The day's name originated in Philadelphia, where it originally was used to describe the heavy and disruptive pedestrian and vehicle traffic which would occur on the day after Thanksgiving.[citation needed] Use of the term began by 1966 and began to see broader use outside Philadelphia around 1975. Later an alternative explanation began to be offered: that "Black Friday" indicates the period during which retailers are turning a profit, or "in the black."

Parades

Since 1924, in New York City, the Macy's Thanksgiving Day Parade is held annually every Thanksgiving Day from the Upper West Side of Manhattan to Macy's flagship store in Herald Square, and televised nationally by NBC. The parade features parade floats with specific themes, scenes from Broadway plays, large balloons of cartoon characters and TV personalities, and high school marching bands. The float that traditionally ends the Macy's Parade is the Santa Claus float, the arrival of which is an unofficial sign of the beginning of the Christmas season.


There are Thanksgiving parades in many other cities, including:

McDonald's Thanksgiving Parade (Chicago, Illinois)

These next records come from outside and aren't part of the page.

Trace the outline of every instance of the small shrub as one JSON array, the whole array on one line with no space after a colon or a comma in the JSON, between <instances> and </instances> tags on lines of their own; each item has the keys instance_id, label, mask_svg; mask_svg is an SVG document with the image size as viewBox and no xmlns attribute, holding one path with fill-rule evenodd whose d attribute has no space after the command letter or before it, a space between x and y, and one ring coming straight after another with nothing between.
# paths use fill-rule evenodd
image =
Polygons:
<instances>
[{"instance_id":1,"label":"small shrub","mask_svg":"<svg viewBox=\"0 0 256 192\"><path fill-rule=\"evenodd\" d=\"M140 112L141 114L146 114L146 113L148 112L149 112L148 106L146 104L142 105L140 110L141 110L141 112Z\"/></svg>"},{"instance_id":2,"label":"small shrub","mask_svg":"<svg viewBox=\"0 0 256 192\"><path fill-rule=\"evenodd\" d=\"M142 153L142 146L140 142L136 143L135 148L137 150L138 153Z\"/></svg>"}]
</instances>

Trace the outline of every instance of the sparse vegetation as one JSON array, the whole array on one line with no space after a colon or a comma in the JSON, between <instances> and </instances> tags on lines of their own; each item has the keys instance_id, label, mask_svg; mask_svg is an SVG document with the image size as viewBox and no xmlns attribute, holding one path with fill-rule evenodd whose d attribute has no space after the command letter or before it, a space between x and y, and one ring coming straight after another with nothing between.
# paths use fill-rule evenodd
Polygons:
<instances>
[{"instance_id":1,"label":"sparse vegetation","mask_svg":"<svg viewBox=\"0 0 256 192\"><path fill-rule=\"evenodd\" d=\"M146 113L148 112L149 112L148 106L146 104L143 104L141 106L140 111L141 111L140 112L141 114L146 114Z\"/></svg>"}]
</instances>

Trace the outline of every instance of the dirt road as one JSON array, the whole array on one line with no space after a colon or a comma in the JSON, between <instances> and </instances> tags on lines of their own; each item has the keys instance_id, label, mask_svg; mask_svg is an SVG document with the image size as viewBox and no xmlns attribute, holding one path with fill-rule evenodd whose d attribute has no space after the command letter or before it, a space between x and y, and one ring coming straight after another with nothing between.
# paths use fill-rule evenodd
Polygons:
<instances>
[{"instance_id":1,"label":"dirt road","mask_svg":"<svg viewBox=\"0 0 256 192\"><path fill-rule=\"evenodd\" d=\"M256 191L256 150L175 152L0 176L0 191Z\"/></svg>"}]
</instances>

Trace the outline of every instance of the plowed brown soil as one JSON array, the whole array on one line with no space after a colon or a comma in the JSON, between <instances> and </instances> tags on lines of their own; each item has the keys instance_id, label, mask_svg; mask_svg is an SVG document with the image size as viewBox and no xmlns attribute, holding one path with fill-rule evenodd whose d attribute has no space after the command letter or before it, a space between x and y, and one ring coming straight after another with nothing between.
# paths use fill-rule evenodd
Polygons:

6abc IKEA Thanksgiving Day Parade (Philadelphia, Pennsylvania)

America's Hometown Thanksgiving Parade (Plymouth, Massachusetts)

America's Thanksgiving Parade (Detroit, Michigan)

H-E-B Holiday Parade (Houston, Texas)

First Light Federal Credit Union Sun Bowl Parade (El Paso, Texas)

Ameren St. Louis Thanksgiving Parade (St. Louis, Missouri)

Belk Carolinas' Carrousel Parade (Charlotte, North Carolina)

My Macy's Holiday Parade (Pittsburgh, Pennsylvania)

Most of these parades are televised on a local station, and some have small, usually regional, syndication networks; most also carry the parades via Internet television on the TV stations' Web sites.



Football

American football is an important part of many Thanksgiving celebrations in the United States. Professional football games are often held on Thanksgiving Day; until recently, these were the only games played during the week apart from Sunday or Monday night. The National Football League has played games on Thanksgiving every year since its creation; the tradition is referred to as the Thanksgiving Classic. The Detroit Lions have hosted a game every Thanksgiving Day since 1934, with the exception of 1939–1944 (due to World War II).


For many college football teams, the regular season ends on Thanksgiving weekend, and a team's final game is often against a regional or historic rival. Most of these college games are played on the Friday or Saturday after Thanksgiving, but usually a single college game is played on Thanksgiving itself.